Dill Sebastian, Ahmadi Arjang, Grimmer Martin, Haufe Dennis, Rohr Maurice, Zhao Yanhua, Sharbafi Maziar, Hoog Antink Christoph
KIS*MED (AI Systems in Medicine), Technische Universität Darmstadt, 64283 Darmstadt, Germany.
Lauflabor (Locomotion Laboratory), Centre for Cognitive Science, Technische Universität Darmstadt, 64289 Darmstadt, Germany.
Sensors (Basel). 2024 Dec 4;24(23):7772. doi: 10.3390/s24237772.
In recent years, significant research has been conducted on video-based human pose estimation (HPE). While monocular two-dimensional (2D) HPE has been shown to achieve high performance, monocular three-dimensional (3D) HPE poses a more challenging problem. However, since human motion happens in a 3D space, 3D HPE offers a more accurate representation of the human, granting increased usability for complex tasks like analysis of physical exercise. We propose a method based on MediaPipe Pose, 2D HPE on stereo cameras and a fusion algorithm without prior stereo calibration to reconstruct 3D poses, combining the advantages of high accuracy in 2D HPE with the increased usability of 3D coordinates.
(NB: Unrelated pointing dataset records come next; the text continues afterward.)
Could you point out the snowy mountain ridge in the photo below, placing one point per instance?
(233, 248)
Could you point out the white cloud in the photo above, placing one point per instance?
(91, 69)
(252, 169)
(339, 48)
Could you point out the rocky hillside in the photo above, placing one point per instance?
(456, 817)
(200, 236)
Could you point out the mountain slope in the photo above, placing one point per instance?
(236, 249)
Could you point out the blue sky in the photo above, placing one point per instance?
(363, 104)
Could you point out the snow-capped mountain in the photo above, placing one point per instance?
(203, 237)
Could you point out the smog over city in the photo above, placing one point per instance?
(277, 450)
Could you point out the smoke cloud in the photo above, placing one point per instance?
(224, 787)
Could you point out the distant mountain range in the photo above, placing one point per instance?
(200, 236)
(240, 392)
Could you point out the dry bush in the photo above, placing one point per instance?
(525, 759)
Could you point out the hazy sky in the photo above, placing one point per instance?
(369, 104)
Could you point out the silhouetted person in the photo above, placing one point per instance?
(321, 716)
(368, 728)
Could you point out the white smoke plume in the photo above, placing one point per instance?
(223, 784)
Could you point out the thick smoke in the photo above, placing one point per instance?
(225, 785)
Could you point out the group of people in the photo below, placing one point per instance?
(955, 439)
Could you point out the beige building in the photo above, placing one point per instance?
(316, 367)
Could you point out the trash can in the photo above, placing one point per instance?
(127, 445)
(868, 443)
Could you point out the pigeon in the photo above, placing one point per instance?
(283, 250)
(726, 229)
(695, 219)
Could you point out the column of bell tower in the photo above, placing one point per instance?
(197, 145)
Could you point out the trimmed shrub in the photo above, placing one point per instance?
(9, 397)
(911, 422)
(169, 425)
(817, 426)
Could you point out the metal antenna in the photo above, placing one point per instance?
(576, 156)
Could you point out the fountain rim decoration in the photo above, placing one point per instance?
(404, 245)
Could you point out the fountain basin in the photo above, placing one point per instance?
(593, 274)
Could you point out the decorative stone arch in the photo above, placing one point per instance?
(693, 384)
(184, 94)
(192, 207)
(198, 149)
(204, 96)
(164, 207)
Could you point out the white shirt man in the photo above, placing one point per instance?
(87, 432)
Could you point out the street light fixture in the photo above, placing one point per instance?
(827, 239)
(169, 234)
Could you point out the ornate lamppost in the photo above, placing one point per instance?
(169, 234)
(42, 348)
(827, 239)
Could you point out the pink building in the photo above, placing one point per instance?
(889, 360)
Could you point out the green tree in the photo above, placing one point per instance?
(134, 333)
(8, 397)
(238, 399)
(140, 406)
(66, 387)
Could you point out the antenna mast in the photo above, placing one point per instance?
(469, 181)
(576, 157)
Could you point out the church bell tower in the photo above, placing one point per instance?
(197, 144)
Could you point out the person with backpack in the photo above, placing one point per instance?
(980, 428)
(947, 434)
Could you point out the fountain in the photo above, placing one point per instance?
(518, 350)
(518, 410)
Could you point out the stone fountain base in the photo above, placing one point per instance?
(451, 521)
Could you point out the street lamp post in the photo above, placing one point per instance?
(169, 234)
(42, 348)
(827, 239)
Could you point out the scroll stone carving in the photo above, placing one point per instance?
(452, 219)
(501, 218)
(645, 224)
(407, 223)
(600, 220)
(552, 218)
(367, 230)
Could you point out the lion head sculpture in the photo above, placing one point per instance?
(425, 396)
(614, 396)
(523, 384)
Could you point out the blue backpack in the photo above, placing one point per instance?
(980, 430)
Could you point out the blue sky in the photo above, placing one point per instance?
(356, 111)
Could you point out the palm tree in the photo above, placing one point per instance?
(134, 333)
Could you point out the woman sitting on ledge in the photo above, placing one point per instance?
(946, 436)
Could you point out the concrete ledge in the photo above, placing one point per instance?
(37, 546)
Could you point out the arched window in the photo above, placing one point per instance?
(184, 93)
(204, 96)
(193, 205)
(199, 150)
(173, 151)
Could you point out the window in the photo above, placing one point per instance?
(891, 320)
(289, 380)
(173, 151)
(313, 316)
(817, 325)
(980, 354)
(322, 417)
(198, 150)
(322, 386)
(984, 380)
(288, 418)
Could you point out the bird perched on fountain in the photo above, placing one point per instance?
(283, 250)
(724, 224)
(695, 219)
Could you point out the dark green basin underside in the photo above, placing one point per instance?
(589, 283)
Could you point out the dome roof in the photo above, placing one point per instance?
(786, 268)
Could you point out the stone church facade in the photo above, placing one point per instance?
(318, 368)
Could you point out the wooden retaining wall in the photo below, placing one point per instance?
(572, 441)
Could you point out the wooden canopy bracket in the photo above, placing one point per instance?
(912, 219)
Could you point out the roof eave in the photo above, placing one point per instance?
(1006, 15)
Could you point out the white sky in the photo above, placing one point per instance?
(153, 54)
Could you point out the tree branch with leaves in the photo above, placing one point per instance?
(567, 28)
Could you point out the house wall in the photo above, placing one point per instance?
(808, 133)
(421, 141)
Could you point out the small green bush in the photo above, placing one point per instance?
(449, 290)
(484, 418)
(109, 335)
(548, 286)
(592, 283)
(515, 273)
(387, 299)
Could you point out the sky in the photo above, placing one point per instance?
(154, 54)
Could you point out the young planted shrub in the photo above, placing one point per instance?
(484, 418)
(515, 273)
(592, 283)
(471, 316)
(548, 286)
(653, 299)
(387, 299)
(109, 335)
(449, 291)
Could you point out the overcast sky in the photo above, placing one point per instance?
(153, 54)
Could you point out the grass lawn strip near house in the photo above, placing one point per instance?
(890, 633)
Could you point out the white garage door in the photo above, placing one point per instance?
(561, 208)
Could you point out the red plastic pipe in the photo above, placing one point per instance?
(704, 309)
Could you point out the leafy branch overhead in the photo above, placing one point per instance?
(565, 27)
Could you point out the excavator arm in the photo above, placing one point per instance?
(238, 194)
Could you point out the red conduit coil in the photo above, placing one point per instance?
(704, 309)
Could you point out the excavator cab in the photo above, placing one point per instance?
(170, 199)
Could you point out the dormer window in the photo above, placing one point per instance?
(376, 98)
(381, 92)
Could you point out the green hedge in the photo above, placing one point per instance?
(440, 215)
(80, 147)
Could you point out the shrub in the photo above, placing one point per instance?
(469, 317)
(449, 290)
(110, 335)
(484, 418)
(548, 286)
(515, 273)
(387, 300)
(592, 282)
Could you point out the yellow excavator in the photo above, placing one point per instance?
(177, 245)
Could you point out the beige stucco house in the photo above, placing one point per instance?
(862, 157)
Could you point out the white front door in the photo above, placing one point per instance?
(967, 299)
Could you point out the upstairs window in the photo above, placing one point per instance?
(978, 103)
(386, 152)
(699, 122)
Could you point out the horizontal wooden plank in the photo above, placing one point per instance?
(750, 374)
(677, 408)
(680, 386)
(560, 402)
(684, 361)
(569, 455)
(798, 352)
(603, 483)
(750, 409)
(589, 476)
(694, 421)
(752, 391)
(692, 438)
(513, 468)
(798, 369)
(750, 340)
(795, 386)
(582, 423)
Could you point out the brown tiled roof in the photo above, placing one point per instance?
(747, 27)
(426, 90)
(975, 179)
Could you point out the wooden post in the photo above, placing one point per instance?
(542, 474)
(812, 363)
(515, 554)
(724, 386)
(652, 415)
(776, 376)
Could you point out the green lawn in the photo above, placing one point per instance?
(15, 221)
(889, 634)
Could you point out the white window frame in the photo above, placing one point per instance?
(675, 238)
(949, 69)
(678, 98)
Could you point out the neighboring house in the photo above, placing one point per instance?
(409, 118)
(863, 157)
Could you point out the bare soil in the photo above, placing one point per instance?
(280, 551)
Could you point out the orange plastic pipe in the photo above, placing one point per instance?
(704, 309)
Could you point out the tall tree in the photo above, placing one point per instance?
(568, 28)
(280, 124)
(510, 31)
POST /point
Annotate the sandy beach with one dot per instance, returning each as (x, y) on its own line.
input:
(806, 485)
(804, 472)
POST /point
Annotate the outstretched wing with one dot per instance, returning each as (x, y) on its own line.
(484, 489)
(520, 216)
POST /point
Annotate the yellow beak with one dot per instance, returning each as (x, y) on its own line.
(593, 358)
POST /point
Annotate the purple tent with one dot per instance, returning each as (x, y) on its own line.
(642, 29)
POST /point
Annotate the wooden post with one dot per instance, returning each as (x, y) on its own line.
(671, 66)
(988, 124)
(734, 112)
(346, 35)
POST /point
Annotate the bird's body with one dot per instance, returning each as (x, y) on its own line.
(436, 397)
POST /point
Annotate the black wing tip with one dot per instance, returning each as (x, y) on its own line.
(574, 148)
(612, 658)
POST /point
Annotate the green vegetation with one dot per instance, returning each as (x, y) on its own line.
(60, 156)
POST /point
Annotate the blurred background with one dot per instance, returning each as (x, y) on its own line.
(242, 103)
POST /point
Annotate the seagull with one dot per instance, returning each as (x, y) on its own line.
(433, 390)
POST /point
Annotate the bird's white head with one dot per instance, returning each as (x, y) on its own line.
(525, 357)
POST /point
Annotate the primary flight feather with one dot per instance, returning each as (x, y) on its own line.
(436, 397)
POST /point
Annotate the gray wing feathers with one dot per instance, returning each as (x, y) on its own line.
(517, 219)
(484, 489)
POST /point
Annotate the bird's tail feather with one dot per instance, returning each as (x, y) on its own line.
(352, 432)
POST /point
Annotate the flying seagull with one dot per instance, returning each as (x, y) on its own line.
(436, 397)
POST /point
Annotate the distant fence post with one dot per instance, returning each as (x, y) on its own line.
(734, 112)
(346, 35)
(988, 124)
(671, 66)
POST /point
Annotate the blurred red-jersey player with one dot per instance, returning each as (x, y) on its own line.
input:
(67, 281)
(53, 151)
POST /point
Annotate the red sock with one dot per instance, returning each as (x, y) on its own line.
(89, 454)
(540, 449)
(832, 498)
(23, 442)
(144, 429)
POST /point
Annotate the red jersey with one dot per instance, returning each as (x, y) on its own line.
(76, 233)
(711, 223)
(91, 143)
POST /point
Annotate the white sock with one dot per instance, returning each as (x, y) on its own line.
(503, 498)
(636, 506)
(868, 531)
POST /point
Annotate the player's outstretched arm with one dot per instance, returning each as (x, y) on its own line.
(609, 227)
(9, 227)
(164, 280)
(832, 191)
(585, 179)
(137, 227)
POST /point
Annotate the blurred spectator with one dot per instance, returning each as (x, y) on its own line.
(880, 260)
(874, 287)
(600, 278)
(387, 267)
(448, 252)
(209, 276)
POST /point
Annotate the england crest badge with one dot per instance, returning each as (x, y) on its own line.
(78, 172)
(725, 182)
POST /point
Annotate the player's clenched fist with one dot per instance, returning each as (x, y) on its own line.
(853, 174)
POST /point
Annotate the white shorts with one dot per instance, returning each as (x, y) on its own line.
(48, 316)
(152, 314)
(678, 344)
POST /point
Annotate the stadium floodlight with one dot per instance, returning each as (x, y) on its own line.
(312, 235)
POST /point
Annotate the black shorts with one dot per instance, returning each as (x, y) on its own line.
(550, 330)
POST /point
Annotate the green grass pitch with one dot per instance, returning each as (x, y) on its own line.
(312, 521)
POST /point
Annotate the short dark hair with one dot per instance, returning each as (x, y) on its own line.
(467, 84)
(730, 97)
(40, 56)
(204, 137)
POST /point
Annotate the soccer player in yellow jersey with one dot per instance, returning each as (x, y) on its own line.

We evaluate this method on a self-recorded database focused on physical exercise to research what accuracy can be achieved and whether this accuracy is sufficient to recognize errors in exercise performance. We find that our method achieves significantly improved performance compared to monocular 3D HPE (median RMSE of 30.1 compared to 56.3, -value below 10-6) and can show that the performance is sufficient for error recognition.
近年来,针对基于视频的人体姿态估计(HPE)开展了大量研究。虽然单目二维(2D)HPE已被证明能实现高性能,但单目三维(3D)HPE则是一个更具挑战性的问题。然而,由于人体运动发生在三维空间中,3D HPE能更准确地呈现人体,为诸如体育锻炼分析等复杂任务提供了更高的可用性。我们提出了一种基于MediaPipe Pose、立体摄像机上的2D HPE以及一种无需预先进行立体校准的融合算法来重建3D姿态的方法,该方法结合了2D HPE的高精度优势和3D坐标更高的可用性。我们在一个专注于体育锻炼的自记录数据库上评估此方法,以研究能达到何种精度以及该精度是否足以识别锻炼表现中的错误。我们发现,与单目3D HPE相比,我们的方法实现了显著的性能提升(中位数均方根误差为30.1,而单目3D HPE为56.3,p值低于10 - 6),并且能够证明该性能足以进行错误识别。